標にやられたとは、言わなかった。クラスメイトにも、担任にも、哀華にも。
誰にも言うつもりはなかった。
「でも、進からデートに誘われるなんて、意外」
哀華は言った。
「まあ、たまにはいいだろ。哀華が気に入ってくれるかは、わかんねえけどな」
俺は笑いながら答えた。
「そう」
しかし哀華は、少しも笑うことはなかった。
そのままバスは田舎道を走り続けた。窓の隙間から、木々や畑のシルエットが代わる代わる見えてくる。
もうすぐで到着というところで、哀華に声をかけられた。
「今日はどこに行くの?」
「んーまだ秘密」
「教えて」
なおも食い下がってくる哀華に、俺は答えた。
「……見せたいものが、あるんだよ」
「見せたいもの?」
「そ。だから、黙ってついてきてくれ」
俺はお茶を濁すような返事だけして、それきり窓の外を眺めた。
哀華も俺の気持ちを察したのか、それ以上問いかけてくることはなかった。
窓の外では、五~六歳くらいの姉妹が仲良く追いかけっこをしている。
その光景を見た時、ふと哀華の親父さんの言葉を思い出した。
――私には二人の子供がいた。双子で、姉が恋華、妹を哀華という。それは仲のいい姉妹でね。
――哀華の死を知ってすぐ、恋華は気絶し病院に運ばれた。再び眼を覚ます頃にはあの子は“哀華”になっていたんだ。
そんな回想をしていると、運転手のアナウンスが聞こえてきた。そこで俺と哀華はバス停を降りた。俺達以外に乗ってた客は五人くらいだったが、他に降りる人間は誰もいなかった。目的地は、バス停からさらに十分ほど歩いた場所だ。

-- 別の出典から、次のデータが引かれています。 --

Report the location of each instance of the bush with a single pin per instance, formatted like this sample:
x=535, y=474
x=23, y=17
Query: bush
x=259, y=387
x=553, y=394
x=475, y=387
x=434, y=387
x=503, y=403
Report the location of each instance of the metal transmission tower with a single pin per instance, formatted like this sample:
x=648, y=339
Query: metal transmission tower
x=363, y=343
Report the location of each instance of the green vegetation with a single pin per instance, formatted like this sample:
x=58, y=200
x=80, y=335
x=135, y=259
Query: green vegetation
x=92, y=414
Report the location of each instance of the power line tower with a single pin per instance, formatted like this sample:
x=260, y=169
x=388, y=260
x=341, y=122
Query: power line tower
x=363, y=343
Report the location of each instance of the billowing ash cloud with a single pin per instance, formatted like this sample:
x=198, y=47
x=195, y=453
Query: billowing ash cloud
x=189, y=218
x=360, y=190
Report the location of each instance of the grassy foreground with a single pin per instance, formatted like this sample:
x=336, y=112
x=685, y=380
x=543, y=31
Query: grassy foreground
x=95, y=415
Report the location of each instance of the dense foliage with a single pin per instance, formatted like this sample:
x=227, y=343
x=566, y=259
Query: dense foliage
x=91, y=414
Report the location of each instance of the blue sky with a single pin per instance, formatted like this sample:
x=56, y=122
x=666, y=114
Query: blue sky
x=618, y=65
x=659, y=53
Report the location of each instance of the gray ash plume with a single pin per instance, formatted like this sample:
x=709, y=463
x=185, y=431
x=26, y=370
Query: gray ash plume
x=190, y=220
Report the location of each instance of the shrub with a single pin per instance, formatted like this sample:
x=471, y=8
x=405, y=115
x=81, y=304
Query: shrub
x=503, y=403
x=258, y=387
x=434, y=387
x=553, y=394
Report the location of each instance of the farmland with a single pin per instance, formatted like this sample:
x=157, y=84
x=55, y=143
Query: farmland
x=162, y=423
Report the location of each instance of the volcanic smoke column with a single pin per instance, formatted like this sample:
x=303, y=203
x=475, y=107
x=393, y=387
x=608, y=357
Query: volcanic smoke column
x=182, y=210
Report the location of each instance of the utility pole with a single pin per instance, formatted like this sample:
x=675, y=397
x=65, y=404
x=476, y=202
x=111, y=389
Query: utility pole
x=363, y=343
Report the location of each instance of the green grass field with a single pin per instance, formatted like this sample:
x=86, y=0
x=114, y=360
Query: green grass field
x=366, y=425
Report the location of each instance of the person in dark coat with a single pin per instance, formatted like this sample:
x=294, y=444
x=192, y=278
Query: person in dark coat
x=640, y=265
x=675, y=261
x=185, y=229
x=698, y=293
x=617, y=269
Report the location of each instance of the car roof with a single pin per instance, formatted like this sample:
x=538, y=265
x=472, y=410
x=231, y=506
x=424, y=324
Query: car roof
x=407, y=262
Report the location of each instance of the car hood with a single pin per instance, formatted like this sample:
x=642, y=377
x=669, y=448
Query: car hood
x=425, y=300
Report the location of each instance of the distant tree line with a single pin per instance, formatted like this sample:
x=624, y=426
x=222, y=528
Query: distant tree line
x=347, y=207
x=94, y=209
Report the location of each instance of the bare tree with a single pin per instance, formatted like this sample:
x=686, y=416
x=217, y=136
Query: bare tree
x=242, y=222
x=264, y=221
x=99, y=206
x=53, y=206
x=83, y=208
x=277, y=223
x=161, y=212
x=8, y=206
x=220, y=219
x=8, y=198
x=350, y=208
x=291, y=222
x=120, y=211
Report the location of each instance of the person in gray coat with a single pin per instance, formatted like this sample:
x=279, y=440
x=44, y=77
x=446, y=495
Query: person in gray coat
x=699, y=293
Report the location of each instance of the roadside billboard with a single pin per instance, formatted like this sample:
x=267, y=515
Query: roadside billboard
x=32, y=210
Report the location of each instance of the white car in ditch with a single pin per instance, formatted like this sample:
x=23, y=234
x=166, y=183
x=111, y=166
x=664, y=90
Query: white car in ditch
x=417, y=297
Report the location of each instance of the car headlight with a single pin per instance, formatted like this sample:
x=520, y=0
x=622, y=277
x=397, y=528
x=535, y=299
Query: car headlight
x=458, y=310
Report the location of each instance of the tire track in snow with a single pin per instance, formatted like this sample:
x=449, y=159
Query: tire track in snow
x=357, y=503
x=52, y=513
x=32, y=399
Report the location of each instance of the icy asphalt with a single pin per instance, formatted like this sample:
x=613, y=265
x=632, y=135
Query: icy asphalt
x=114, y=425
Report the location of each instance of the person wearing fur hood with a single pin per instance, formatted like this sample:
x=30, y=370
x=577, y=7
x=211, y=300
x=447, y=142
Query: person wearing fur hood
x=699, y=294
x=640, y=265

その場所は、敷き詰めたように緑が生い茂っていた。見晴らしのいい丘の上に建っているため、気が遠くなるほど広く感じるが。照明からの情報を頼りに、俺は哀華を目的の場所まで連れてきた。
「何、これ……」
いつもはほとんど見せない感情を、驚きで顔中こわばらせながら哀華は言った。
「拝んでやってくれ。お前の墓だ。いや、本当の哀華のな」
俺と哀華が立ってる墓標の表面には、「柊哀華」の名前があった。